Quelque chose ne tourne pas rond chez moi. Bien sûr, certaines choses de ma vie me donnent le sentiment d’être seule au monde, mais rien m’isole et me terrifie plus que ma petite voix intérieure. Elle s’entête à me répéter qu’il y a de fortes chances pour que je finisse exactement comme mon père. Je parie que si on m’ouvrait le ventre, la grande limace noire de la dépression en sortirait. Les conseillers d’orientations adorent rabâcher qu’il suffit de « penser de façon positive », sauf que quand on a ce mollusque dans le ventre qui étouffe le peu de bonheur qu’on arrive à éprouver, c’est mission impossible. Comme machine à détruire les pensées positives, mon corps est d’une efficacité redoutable.
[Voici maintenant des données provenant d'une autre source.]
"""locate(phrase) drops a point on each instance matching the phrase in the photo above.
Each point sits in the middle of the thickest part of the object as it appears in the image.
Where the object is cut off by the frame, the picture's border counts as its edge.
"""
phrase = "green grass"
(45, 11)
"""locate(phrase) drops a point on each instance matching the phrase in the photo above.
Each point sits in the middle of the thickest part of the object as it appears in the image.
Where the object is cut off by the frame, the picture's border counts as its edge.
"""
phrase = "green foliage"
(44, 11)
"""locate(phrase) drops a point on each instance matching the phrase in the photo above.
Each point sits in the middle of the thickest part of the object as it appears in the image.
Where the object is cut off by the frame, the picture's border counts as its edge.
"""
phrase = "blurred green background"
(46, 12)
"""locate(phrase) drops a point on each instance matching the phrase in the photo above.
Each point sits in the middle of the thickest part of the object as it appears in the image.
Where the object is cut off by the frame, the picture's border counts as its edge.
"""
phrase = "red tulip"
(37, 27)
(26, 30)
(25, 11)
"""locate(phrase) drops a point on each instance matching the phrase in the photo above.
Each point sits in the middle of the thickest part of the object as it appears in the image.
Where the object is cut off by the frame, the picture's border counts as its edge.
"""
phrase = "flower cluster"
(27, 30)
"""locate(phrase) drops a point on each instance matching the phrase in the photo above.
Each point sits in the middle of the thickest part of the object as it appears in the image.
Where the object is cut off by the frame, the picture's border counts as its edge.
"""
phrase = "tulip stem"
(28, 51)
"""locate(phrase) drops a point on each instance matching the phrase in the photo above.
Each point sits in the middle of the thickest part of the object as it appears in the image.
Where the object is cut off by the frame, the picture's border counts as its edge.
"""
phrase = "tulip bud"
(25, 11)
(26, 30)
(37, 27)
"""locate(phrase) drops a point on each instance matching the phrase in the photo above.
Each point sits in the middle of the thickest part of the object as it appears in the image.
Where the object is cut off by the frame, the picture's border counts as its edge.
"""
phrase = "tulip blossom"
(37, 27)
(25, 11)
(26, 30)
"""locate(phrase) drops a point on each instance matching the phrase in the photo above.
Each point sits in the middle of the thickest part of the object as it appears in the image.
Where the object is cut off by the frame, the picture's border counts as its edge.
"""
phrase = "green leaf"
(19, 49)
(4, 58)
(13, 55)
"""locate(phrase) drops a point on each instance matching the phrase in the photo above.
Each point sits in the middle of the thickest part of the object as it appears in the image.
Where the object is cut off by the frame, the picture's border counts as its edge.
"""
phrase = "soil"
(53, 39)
Au début, pour être honnête, je ne m’attendais pas à grand-chose. Je me disais tiens encore une romance sur fond de dépression puis de résurrection mais ce livre est tellement plus que cela. Déjà la romance n’est pas évidente. La relation entre Aysel et Roman n’est pas réelle, pas normale : rien ne peut s’appliquer à eux car ils se sont rencontrés pour mourir. A partir de là, tous les codes des relations amoureuses ne s’appliquent plus à eux, ce qui ne va pas les empêcher de partager une relation forte. L’envers du décor – la réaction des familles, des camarades du lycée, l’obligation de faire semblant d’aller bien devant les autres – est très réaliste. On s’y croit complètement. J’ai été emmené au Etats-Unis aux côtés de nos deux héros en un claquement de doigts et je n’ai plus jamais voulu les quitter. Ils sont terriblement attachants, et on comprend si bien leur douleur.

La dépression. Le mot n’est pas dit et pourtant c’est présent à chaque page. Une tristesse, une limace noire… difficile de l’aborder autrement alors qu’on arrive plus à y faire face. Les mots de l’auteure m’ont transpercée. Vraiment, Jasmine Warga a beaucoup de talent pour faire comprendre, toucher du doigt aux lecteurs non concernés ce qu’est la dépression. Et ce que représente aussi la sortie d’une dépression. J’ai eu peur à un moment que ses personnages soient des caricatures en ados blasés, mais pas du tout. C’est tellement vrai… dans les réactions, dans les mots des héros, dans leurs attitudes, dans leurs manies. Très sincèrement, j’ai vraiment beaucoup pleuré, surtout à la fin : que d’émotions !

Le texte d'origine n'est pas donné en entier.